Era nas celas que viviam os “padres”, que vestem de branco, diferenciando-se assim dos irmãos conversos, que vestem de cinzento - todos fazem os mesmos votos de silêncio e isolamento, mas, simplifica Luís Ferro, os primeiros “são contemplativos” e os segundos “activos”. Se estes cumprem “tarefas mais específicas” dentro da comunidade – de porteiros a cozinheiros, passando pelo trabalho manual e agrícola, “as rotinas diárias estipuladas pelos estatutos cartusianos” –, os “padres de branco” só saem três vezes por dia, para as “matinas, laudes e vésperas” (os principais ofícios litúrgicos, que dão “ritmo” ao dia), excepto ao domingo, onde fazem a rotina diária em comunidade, que incluía, inclusive saídas para passeios nos campos.

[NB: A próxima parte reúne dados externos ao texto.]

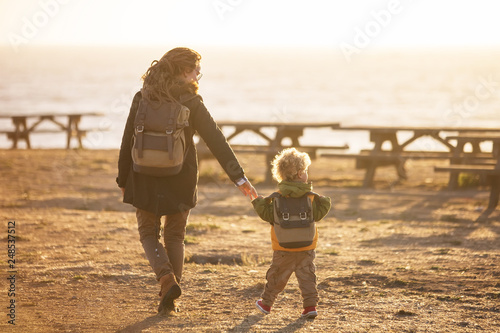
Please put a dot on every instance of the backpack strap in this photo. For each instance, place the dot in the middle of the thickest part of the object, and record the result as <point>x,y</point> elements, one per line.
<point>171,127</point>
<point>139,129</point>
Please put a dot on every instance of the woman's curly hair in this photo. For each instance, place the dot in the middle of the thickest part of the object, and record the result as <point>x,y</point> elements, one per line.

O Mosteiro de Santa Maria Scala Coeli, que tem como vizinho o Aqueduto da Água da Prata, foi o primeiro a ser fundado pela Ordem dos Cartuxos em Portugal, em 1587. Em 1834, com a extinção das ordens religiosas no país, os monges foram obrigados a partir – só regressariam em 1960, com o consentimento do arcebispo de Évora e por convite do proprietário, Vasco Eugénio de Almeida (que criou a Fundação Eugénio de Almeida), que restaurara o mosteiro adquirido pela família em 1869.
No interregno das suas funções religiosas, o espaço funcionou como Hospício de Donzelas Pobres de Évora, Escola Agrícola Regional e centro de lavoura da Casa Agrícola Eugénio de Almeida. E enquanto espera a instalação da das irmãs do Instituto das Servidoras do Senhor e da Virgem de Matará – o ramo feminino da Família Religiosa do Verbo Encarnado – a Fundação Eugénio de Almeida decidiu abrir as portas deste espaço de reclusão, contemplação e silêncio.
A resposta foi de tal modo massiva que as datas inicialmente agendadas para este ciclo de visitas esgotaram e a Fundação Eugénio de Almeida acrescentou mais oito datas às cinco originais. Até 19 de Setembro, todos os sábados e domingos, as visitas fazem-se às 8h (excepto a 5 e 19 de Setembro, quando será às 19h) e é necessária marcação prévia: todas as semanas, à quarta-feira, no site da fundação, será disponibilizado um formulário de inscrição para o fim-de-semana seguinte.
“Calculava que haveria enorme procura porque conhecia mais ou menos a ansiedade para estas visitas mas não pensei que esgotassem”, assume Luís Ferro. Contudo, são muitos os que querem ter um relance do que foi a vida de “longa espera”, como lhe chama, dos monges cartusianos de Évora.